An unwelcome apprehension teases at the edge of HM’s vision—a familiarity in the shape of the hills, in the contours of the valley through which their horses wind, and now a row of hovels, thatched like sties. With consternation, he realizes they are approaching one of the Company’s sites.
     He has passed here once before, on a tour of inspection with Waller. It is among the smaller mines, not greatly different, at casual glance, from the surrounding dents and hollows and tumbles of rock. The entrance resembles a crude lair, clawed out by some night-skulking beast to evade a fiercer one.
     A number of men and women and children are lolling about on the surface. They have the yellowed skin of subterranean creatures, and when they raise their heads it is with the single movement of a startled herd. HM tries to adopt a deputy-governorial posture but is conscious of how he must appear—mud-spattered, squelching, his entourage a blemmye, a sheep, and a coney-headed clown. The opportunity to retreat has passed.
     Yet again he is to be tested. Not Hercules, not even Job himself, has had to overcome more obstacles.

Hardships of his early life—he achieves success
When his mother died, he mourned a shade that had moved now and then across his sight, seeming always to be attending to someone more important. Four years later, he lost his sister, Louisa, who had petted him and carried him and played with him, teaching him his letters, helping him to fashion shiplets of paper and muskets of blackthorn.

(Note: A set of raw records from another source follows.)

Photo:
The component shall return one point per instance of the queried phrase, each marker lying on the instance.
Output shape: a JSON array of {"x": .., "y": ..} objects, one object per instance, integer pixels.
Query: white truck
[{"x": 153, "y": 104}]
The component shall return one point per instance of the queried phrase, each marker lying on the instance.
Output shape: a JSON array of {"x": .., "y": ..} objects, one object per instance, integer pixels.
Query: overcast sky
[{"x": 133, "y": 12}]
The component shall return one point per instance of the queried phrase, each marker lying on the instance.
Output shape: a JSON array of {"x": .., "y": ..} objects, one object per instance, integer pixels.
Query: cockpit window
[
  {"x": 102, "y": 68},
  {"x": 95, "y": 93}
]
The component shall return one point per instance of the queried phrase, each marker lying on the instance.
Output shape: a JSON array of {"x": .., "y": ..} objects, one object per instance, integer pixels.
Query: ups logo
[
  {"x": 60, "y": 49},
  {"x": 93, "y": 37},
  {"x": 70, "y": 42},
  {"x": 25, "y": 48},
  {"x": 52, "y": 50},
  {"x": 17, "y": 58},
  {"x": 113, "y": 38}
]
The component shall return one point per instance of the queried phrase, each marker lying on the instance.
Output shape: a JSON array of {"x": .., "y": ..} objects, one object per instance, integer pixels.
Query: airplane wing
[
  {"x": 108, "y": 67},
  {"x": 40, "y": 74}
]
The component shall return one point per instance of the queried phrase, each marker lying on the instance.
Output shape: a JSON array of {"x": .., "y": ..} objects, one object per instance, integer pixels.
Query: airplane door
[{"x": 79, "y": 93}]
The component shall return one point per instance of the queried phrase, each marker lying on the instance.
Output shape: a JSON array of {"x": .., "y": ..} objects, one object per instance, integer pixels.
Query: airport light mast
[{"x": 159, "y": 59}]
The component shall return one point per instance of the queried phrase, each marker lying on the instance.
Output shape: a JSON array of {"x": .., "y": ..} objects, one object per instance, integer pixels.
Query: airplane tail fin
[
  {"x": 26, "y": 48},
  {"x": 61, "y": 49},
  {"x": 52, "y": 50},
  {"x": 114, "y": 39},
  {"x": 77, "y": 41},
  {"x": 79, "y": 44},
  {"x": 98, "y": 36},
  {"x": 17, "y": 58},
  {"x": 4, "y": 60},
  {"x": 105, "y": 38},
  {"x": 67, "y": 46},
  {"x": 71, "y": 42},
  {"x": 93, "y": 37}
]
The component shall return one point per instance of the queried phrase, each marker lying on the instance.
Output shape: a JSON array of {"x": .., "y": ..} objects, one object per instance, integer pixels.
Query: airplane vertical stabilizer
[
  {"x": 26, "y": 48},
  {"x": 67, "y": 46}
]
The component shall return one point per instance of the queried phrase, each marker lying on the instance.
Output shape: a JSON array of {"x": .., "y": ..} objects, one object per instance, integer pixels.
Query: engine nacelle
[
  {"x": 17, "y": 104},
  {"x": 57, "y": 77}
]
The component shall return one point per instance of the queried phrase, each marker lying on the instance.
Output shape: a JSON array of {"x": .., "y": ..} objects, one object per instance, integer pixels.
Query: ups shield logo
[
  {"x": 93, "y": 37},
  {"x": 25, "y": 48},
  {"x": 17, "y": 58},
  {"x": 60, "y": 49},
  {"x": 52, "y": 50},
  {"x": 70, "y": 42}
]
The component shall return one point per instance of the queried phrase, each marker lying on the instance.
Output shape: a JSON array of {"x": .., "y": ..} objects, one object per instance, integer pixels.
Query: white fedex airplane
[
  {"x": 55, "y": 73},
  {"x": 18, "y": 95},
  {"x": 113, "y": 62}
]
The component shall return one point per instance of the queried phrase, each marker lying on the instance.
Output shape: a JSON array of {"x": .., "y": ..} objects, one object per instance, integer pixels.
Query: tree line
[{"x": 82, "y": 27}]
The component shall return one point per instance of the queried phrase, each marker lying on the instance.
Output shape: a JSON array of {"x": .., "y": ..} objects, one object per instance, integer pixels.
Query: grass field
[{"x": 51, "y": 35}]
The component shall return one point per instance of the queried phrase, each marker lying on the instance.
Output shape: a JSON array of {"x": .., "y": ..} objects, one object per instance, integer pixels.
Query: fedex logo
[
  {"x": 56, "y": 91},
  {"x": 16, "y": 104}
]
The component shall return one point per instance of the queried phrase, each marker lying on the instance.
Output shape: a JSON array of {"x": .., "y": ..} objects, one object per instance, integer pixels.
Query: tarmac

     “What a blessing it wasn’t one of the boys,” said Aunt Verity, shaking dust from her little-used head, and HM said that he would happily trade, for Louisa’s life, that of his elder brother Richard, whose preferred pastimes included kicking, smacking, tripping, pinching, and twisting.

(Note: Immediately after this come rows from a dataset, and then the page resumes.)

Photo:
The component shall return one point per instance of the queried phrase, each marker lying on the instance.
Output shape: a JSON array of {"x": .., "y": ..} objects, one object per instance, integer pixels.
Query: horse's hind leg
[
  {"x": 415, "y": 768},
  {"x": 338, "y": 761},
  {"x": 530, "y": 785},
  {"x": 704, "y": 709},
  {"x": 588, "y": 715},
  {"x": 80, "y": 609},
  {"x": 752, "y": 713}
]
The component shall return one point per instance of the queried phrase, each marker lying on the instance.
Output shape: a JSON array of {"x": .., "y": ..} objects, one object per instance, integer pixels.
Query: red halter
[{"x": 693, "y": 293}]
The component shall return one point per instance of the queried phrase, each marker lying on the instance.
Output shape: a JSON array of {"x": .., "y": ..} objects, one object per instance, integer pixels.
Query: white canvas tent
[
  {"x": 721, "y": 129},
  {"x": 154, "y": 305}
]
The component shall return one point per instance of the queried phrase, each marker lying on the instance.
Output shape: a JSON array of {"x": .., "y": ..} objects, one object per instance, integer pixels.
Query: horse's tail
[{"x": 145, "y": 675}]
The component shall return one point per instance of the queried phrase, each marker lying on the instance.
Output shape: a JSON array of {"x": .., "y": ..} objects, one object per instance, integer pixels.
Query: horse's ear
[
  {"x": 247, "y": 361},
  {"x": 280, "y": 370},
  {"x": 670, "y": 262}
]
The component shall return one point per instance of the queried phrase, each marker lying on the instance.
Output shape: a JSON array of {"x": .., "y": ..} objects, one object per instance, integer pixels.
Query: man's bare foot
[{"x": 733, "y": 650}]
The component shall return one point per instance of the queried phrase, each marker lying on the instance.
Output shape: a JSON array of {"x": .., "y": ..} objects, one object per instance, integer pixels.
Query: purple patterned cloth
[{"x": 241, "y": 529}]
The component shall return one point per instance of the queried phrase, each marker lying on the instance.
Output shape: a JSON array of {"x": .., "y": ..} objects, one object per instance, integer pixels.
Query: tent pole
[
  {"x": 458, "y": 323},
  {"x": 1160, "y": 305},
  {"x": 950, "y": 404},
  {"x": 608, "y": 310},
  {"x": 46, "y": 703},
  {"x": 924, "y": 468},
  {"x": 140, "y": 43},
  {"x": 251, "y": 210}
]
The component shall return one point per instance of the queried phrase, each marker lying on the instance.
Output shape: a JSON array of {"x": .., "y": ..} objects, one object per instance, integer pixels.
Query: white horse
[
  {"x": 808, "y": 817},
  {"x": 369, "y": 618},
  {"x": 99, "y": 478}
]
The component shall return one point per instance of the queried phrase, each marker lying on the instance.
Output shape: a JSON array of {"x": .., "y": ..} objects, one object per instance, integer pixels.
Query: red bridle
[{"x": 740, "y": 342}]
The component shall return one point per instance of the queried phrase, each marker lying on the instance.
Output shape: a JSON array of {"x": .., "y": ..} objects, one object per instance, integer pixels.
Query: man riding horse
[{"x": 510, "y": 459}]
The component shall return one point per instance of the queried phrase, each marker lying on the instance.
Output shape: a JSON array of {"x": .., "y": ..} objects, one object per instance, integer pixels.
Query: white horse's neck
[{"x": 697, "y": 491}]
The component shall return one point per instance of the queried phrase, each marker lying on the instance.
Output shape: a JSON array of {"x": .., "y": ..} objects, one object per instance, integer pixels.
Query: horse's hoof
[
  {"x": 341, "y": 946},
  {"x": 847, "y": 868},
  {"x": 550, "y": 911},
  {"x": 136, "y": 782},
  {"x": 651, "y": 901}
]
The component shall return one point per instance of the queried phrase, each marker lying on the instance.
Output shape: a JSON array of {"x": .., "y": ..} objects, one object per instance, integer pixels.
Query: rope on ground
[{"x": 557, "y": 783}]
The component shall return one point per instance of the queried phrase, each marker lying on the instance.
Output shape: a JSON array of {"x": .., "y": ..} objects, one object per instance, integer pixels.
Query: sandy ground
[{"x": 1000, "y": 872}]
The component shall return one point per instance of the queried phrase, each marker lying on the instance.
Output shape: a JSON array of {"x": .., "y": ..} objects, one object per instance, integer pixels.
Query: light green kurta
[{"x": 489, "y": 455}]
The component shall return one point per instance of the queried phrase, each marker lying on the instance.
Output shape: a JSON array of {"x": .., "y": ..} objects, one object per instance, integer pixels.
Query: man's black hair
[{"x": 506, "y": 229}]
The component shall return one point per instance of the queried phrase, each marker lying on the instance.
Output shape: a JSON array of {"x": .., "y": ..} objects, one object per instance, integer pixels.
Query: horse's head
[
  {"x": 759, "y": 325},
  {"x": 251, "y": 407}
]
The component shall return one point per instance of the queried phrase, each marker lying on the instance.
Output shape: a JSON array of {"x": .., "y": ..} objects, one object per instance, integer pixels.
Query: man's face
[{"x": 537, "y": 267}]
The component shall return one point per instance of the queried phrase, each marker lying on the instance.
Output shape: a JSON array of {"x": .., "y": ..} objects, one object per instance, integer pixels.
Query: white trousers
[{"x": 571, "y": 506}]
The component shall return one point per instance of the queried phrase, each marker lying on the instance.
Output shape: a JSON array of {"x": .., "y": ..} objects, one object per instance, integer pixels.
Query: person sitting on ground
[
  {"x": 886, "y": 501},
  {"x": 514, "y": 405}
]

     He was beaten for this sentiment yet did not recant.
     HM’s role was to be audience to the parade of his brother’s talents. Richard was quick and strong and courageous. Richard was accomplished in Greek, Latin, rhetoric, ancient history, and the use of arms. Richard went up to university with a princely allowance and a small household to attend him.
     HM, meanwhile, had to scrimp his way through Oxford and the Middle Temple on £80 a year. And it was not enough that he had to live like a pauper—his father denied requests for loans or expenses, even the necessities required to secure a royal appointment and thereby HM’s legal career (not to mention pay off a number of debts).
     In the end, however, he didn’t need his father or his aunt or his brother or any of his weak-livered relatives, only his own industry and excellent judgment.
     Mary was very young when he met her, pale and thin like her mother, with the same prominent bones. The family had made its money initially in salt, which might account for a certain redness, as if from crying, about all their eyes. Still, wise investors are tempted not by the sparkle of an object, yet rather by its use. In her hair was the black of coal, in her irises, the gray of ore. She was the wealth of nature in the shape of a girl.
     Mary was the sole heir to the mineral leases her grandfathers had bought up a century before and earlier, times so primitive that a man scratched what he could off the surface and then scrabbled to the next seam to repeat the process. HM’s new family, despite their tenuous claim to nobility, had shown uncanny foresight, first in acquiring the leases, then in holding on to them as proceeds fell, and finally in preserving this girl, alone of all her dead sisters, for him, the most fitting man in the kingdom to exploit the opportunities of her inheritance. (What had HM’s own grandfather left? His treasonous bones to be, at the Restoration, removed from Westminster Abbey and thrown into a common grave.)
     In the span it took Mary to produce three boys so very like their father that her part in the matter seemed negligible, and then pass away, HM had revived the neglected mines, turning £60 annually into £500. He toured the northern coalfields, where the latest technology was squeezing profit from land otherwise useless, and came back eager to introduce the ingenious new ideas he’d discovered—gunpowder, devices of fire and water, systems of draining and ventilating.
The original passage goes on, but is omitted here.